Trumps Vorstoß muss von den Palästinensern klar als Provokation empfunden werden, sagt Sami Adwan, Direktor vom Forschungsinstitut Prime.

Israelische Flaggen wehen in Jerusalem vor der goldenen Kuppel des Felsendoms und dem Minarett der Al-Aqsa-Moschee Foto: dpa
Interview von Susanne Knaul

taz: Herr Adwan, die Tatsache, dass US-Präsident Donald Trump Jerusalem als Hauptstadt Israels anerkennt, ändert konkret nichts. Warum dann die große Aufregung?

Sami Adwan: Es stimmt, dass die illegalen Schritte mit der Annexion Ostjerusalems durch Israel 1968 anfingen, und sich vor Ort akut nichts verändert. Die Frage ist, was die amerikanische Regierung gerade jetzt zu diesem Schritt motiviert, wo klar ist, dass er von den Palästinensern als Provokation empfunden werden muss.
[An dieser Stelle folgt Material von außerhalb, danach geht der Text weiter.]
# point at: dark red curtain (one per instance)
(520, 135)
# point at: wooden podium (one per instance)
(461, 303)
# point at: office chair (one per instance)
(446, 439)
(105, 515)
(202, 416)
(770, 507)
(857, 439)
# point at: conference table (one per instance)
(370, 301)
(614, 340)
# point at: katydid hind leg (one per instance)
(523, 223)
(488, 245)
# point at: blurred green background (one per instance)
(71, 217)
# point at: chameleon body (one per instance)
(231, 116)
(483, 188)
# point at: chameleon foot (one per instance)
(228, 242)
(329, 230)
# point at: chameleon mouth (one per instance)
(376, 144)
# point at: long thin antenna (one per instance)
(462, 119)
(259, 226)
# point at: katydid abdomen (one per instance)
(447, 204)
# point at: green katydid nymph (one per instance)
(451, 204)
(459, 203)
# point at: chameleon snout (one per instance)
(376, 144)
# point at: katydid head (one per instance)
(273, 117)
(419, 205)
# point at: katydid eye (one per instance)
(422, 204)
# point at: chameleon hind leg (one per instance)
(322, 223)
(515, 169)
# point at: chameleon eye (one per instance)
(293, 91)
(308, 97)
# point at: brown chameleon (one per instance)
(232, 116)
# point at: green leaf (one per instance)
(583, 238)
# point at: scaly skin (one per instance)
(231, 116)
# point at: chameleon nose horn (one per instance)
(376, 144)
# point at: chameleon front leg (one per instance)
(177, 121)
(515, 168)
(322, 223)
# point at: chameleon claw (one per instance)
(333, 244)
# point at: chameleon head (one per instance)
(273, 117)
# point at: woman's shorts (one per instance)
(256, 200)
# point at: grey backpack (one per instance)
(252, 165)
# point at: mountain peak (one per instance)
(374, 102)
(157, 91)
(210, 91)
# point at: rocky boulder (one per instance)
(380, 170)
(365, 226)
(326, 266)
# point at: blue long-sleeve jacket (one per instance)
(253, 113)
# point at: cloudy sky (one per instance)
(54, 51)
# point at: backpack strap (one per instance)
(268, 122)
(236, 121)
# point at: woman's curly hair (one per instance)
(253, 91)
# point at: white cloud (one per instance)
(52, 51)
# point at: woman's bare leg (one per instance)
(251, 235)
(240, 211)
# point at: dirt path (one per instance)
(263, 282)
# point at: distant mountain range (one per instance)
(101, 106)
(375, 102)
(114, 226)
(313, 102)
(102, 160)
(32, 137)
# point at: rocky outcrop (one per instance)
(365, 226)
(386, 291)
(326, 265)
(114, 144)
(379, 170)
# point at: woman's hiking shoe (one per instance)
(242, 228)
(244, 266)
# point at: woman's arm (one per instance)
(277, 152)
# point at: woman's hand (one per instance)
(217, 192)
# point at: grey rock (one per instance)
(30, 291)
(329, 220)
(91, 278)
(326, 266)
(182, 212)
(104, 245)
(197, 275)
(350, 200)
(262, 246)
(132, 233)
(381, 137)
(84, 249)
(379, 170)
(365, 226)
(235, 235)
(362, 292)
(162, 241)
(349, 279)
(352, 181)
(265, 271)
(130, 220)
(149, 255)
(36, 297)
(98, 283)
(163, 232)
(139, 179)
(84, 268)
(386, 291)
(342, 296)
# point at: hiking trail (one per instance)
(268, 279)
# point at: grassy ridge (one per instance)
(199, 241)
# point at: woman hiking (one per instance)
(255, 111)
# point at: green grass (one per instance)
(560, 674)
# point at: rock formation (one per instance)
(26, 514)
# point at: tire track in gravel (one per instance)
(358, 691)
Die Leute fühlen sich an die Balfour-Erklärung erinnert.

Vor genau 100 Jahren…

… entschied England, dass es in Palästina einen jüdischen Staat geben solle. Hier wird ein Muster bedient. Warum soll Trump darüber entscheiden, dass Jerusalem Hauptstadt Israels ist? Er hat nichts damit zu tun. Dies ist ein durch und durch kolonia­listischer Akt.“

Rechnen Sie mit erneuter Gewalt?

Die Leute sind verletzt und werden reagieren. Die Erfahrung lehrt uns, dass Proteste schnell außer Kon­trolle geraten können. Ich hoffe, dass das nicht passiert, aber es ist nicht vorauszusehen, wie sich die Leute verhalten werden. Es gibt auch auf unserer Seite extremistische Kräfte, die versuchen werden, mit dieser Entwicklung erneute Gewalt zu rechtfertigen. Mit welchen Emotionen Jerusalem verbunden ist, konnten wir erst im Sommer beobachten, als Israels Sicherheitsmaßnahmen in der Altstadt zu Protesten führte. Eine Intifada ist durchaus möglich. Wie heftig und wie lang es dauert, hängt auch an der Haltung der arabischen Staaten.

Im Interview: Sami Adwan

ist Direktor von Prime, dem Peace Research Institute in the Middle East, und Dozent für Pädagogik an der Universität in Bethlehem

Für die palästinensische Führung hat sich Donald Trump als Vermittler im Friedensprozess disqualifiziert. Welche Alternativen bleiben?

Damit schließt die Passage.